In short, I found out that sharing parameters between actor and value networks deteriorate the model’s performance (in this particular project I have been working with). And I still need to use LSTM models as a hard requirement, therefore I need separate branch LSTM actor and LSTM value networks.

Currently, I did the hack around the hidden states, as @mannyv has mentioned in the previous post, forward the value network along with the actor network. This has worked nicely. But eventually, I need to move on to MAPPO, where a centralized critic is needed. In RLlib’s provided example, the value predictions are done in the post_process_trajectories step instead of during forward calls. This global critic is consisted of fully-connected layers and does not concern with the “flow” of hidden states.
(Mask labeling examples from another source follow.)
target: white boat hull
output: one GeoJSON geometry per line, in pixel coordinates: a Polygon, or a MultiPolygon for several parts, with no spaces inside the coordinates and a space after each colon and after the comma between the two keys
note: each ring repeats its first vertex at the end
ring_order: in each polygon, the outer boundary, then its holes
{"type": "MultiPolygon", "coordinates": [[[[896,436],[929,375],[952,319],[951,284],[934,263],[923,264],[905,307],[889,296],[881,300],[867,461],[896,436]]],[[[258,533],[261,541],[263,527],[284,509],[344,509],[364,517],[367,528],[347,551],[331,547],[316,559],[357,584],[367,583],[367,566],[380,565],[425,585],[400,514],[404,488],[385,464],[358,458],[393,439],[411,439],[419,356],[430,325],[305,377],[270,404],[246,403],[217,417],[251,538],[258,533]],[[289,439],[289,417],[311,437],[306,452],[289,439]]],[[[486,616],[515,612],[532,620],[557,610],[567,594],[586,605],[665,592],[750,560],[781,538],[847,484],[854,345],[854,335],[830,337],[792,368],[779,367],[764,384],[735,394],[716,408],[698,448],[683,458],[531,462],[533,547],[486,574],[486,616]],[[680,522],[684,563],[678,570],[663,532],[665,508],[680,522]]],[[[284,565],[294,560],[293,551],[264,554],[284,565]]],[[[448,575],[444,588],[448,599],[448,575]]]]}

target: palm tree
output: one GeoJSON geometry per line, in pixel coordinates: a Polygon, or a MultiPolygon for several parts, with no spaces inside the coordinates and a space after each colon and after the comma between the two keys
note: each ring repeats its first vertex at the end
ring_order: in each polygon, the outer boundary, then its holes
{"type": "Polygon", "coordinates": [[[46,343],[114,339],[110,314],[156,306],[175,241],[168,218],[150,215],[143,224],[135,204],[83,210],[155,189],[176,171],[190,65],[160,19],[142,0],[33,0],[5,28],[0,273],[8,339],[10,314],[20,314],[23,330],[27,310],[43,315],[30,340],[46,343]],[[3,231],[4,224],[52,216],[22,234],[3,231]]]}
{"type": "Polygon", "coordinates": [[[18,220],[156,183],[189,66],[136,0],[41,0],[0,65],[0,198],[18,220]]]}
Whereas in my implementation of separate-branch LSTM, I let forward_rnn to handle the “flow” of hidden states automatically.

I was wondering if there is a way that I can gain access to agents’ hidden states in SampleBatches during the post_process_trajectories step and I can forward my value networks after each rollout instead of during the rollout?

I notice that the view_requirement has been automatically set up for my value networks, and I see the keys state_out_2 and state_out_3 in SampleBatches. But I am not sure how to correctly use them, for example, should I use the state_out_2[i-1] to forward value_function(obs[i], state_out_2[i-1])?

Hope the wording is not too confusing. Deeply appreciate any help.

At time i, state_in_0[i] is passed to forward to compute actions at time i. Forward then returns state_out_0[i], which will be identical to state_in_0[i+1] if the episode isn’t done.

So to compute the value at time i, you probably want to use state_in_0[i].